This car looks like pretty much any other Le Mans prototype, right? Well, looks can be deceiving, as underneath the familiar shape lies a secret.

The Perrinn 424 is the brainchild of Nicolas Perrinn, a former Williams F1 engineer who’s set about developing a new LMP1 racer powered entirely by electricity alone.

To get there, Perrinn has reportedly secured a contract with an undisclosed supplier to fit three Formula E-spec electric motors into the chassis. While the engines are limited by regulations to 268 hp apiece, here they’re applied to their full potential, unleashing a total combined output of 1,000 horsepower.

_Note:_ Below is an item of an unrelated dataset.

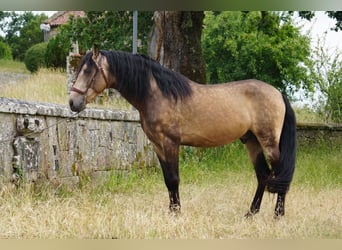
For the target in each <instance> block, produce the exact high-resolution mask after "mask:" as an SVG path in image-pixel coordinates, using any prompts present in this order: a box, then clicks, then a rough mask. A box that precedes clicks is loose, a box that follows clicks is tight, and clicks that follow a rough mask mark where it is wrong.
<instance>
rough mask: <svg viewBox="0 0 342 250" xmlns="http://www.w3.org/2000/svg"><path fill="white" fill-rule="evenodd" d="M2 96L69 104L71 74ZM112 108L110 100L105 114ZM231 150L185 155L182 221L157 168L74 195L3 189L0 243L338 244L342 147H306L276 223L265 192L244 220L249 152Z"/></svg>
mask: <svg viewBox="0 0 342 250" xmlns="http://www.w3.org/2000/svg"><path fill="white" fill-rule="evenodd" d="M0 93H1V96H5V97H8V98H18V99H24V100H30V101H39V102H51V103H58V104H64V105H65V104H66V103H67V96H66V76H65V73H63V72H51V71H48V70H41V71H40V72H39V73H38V74H34V75H30V77H29V78H28V79H27V80H25V81H23V82H20V83H18V84H16V85H12V84H9V85H4V86H0ZM115 105H116V104H113V103H111V101H109V100H107V101H106V102H105V104H104V105H102V107H103V106H104V107H111V108H113V107H119V105H118V106H115ZM93 106H98V105H93ZM123 106H124V107H130V106H127V105H126V104H124V105H123ZM234 147H236V146H231V147H230V148H227V149H226V150H225V151H223V150H217V151H211V152H212V153H211V154H203V155H201V154H200V155H199V156H198V155H196V153H194V152H192V151H191V150H190V152H188V151H184V152H183V153H184V154H185V155H186V157H185V158H187V160H182V164H181V165H182V169H181V179H182V183H181V186H180V195H181V201H182V214H181V215H180V216H178V217H174V216H172V215H170V214H169V213H168V194H167V191H166V187H165V185H164V182H163V177H162V176H161V173H160V171H157V172H154V173H152V174H151V173H150V174H137V175H136V174H135V173H131V174H130V177H128V178H127V179H123V180H121V181H117V182H116V181H114V182H113V181H111V182H108V183H104V184H99V185H92V184H90V183H86V184H87V185H81V186H80V187H75V188H73V189H69V188H65V187H59V188H55V187H50V186H48V185H49V184H41V185H38V187H37V188H36V189H35V190H34V191H33V190H31V189H30V188H27V187H26V188H25V187H21V188H19V189H17V190H16V189H12V188H11V187H10V186H9V185H7V184H3V185H0V211H1V216H0V238H6V239H8V238H12V239H13V238H15V239H18V238H26V239H42V238H43V239H47V238H50V239H51V238H53V239H60V238H81V239H84V238H118V239H220V238H228V239H229V238H234V239H236V238H238V239H240V238H243V239H245V238H249V239H250V238H252V239H271V238H272V239H274V238H280V239H317V238H339V239H341V238H342V199H341V197H342V188H341V187H342V182H341V178H340V177H341V174H342V172H341V167H340V155H341V150H340V149H338V150H329V149H326V148H325V149H316V150H312V149H311V148H310V149H308V150H307V152H306V151H305V152H304V151H303V150H302V151H301V152H300V154H299V159H298V167H297V170H296V173H295V177H294V181H293V185H292V188H291V190H290V192H289V194H288V196H287V204H286V209H287V210H286V215H285V217H284V218H281V219H280V220H274V219H273V209H274V205H275V198H276V197H275V196H274V195H269V194H265V197H264V201H263V204H262V207H261V211H260V213H259V214H257V215H256V216H255V217H253V218H252V219H248V220H246V219H244V217H243V215H244V214H245V213H246V212H247V209H248V207H249V206H250V202H251V200H252V198H253V194H254V191H255V186H256V180H255V177H254V173H253V170H252V169H251V165H250V162H249V159H248V157H247V154H246V152H245V150H244V149H243V147H241V148H242V149H240V148H239V147H240V146H238V147H237V149H236V148H235V149H234ZM242 150H243V151H242ZM189 155H190V157H188V156H189ZM189 158H190V159H189ZM227 163H229V169H227V168H226V166H225V165H227ZM190 166H197V167H196V168H195V167H190ZM246 166H249V168H248V167H246ZM223 169H224V170H223Z"/></svg>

The motors are powered by nine modules of 64 off-the-shelf batteries, weighing a combined 880 pounds and extending the vehicle’s length by nearly 8 inches. But without an internal-combustion engine on board, the total weight of the vehicle is projected to come in under 2,650 lbs – some 730 pounds lighter than a hybrid prototype like Toyota’s TS050.

“The philosophy is the same, but we had re-thought the whole car around the integration of the batteries and there are a lot of detail differences,” Nicolas Perrinn told Autosport. “We originally thought about bolting the batteries on the back of the chassis, but what we have come up with is a much neater way of doing it.”

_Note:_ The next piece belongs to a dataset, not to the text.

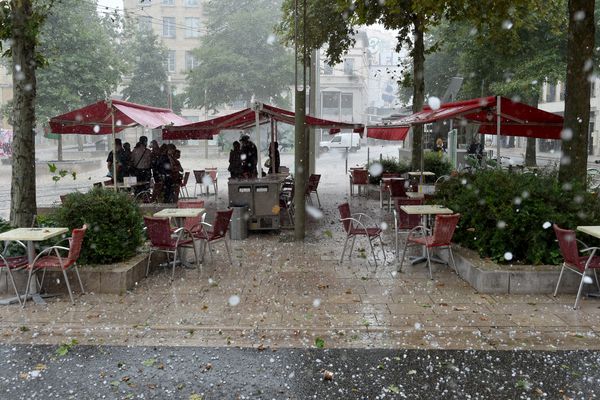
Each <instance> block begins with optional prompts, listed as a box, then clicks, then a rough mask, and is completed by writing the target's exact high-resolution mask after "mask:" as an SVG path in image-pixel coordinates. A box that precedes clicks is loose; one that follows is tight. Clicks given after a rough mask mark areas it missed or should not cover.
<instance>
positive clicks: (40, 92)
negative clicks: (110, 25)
mask: <svg viewBox="0 0 600 400" xmlns="http://www.w3.org/2000/svg"><path fill="white" fill-rule="evenodd" d="M103 18H104V19H105V20H104V21H103V19H102V18H101V17H99V16H98V14H97V12H96V1H85V2H82V1H78V0H61V1H59V2H56V4H55V6H54V9H53V12H52V13H51V14H50V15H49V16H48V18H47V20H46V22H45V23H44V25H43V27H42V30H41V35H40V47H39V51H40V52H41V53H42V54H43V55H44V57H45V58H46V60H47V62H48V65H47V67H46V68H44V69H41V70H40V71H39V73H38V92H37V99H36V113H37V116H38V121H39V122H40V123H45V122H46V120H47V119H49V118H51V117H53V116H55V115H58V114H61V113H64V112H67V111H69V110H71V109H74V108H77V107H81V106H84V105H86V104H88V103H92V102H94V101H98V100H102V99H105V98H108V97H109V96H110V94H111V93H112V92H113V91H114V90H115V89H116V87H117V84H118V83H119V82H120V80H121V75H122V74H123V68H124V65H123V63H122V61H121V59H120V57H119V54H118V53H117V51H116V49H117V47H118V45H117V39H118V38H117V37H115V36H111V33H112V34H114V31H113V30H109V29H108V28H107V26H109V25H110V24H115V23H118V20H116V18H118V17H117V16H114V15H105V16H104V17H103Z"/></svg>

Perrinn targets a 0-62 time of two seconds flat and a top speed of 220 mph. But the team’s not ready to put the car on the grid just yet. First it has to raise funding, and then there’s the matter of battery life. With the financial resources in place, Perrinn aims to continue developing the platform every year until battery capacity allows it to go the full race distance without having to recharge or swap battery packs. That’s projected to take another four or five years, so it may be 2023 before the Perrinn 424 is ready to race at Le Mans.

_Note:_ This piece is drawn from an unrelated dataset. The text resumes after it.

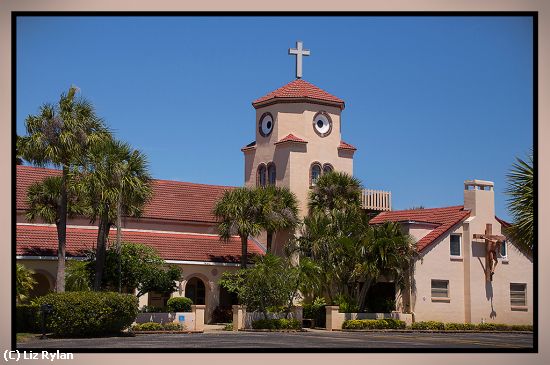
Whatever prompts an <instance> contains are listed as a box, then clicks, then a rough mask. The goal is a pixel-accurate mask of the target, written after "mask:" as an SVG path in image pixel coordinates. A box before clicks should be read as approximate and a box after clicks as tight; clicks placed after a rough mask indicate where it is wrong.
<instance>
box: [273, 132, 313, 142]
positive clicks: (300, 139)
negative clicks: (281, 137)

Along the way, Perrinn aims to shatter existing EV lap records. The 424 is targeted to lap the Circuit de La Sarthe, where the 24 Hours of Le Mans is held, in 3:24 – almost a minute faster than the current EV record. It also aims to lap the Nürburgring in 6:25 (down from the current 6:45.9 EV lap record), Paul Ricard in 1:40 (from 1:52.78), the Circuit of the Americas in 1:50 (from 2:11.3), and Shanghai in 1:46 (from 2:01.1). The record attempts are slated to get underway in 2019/2020.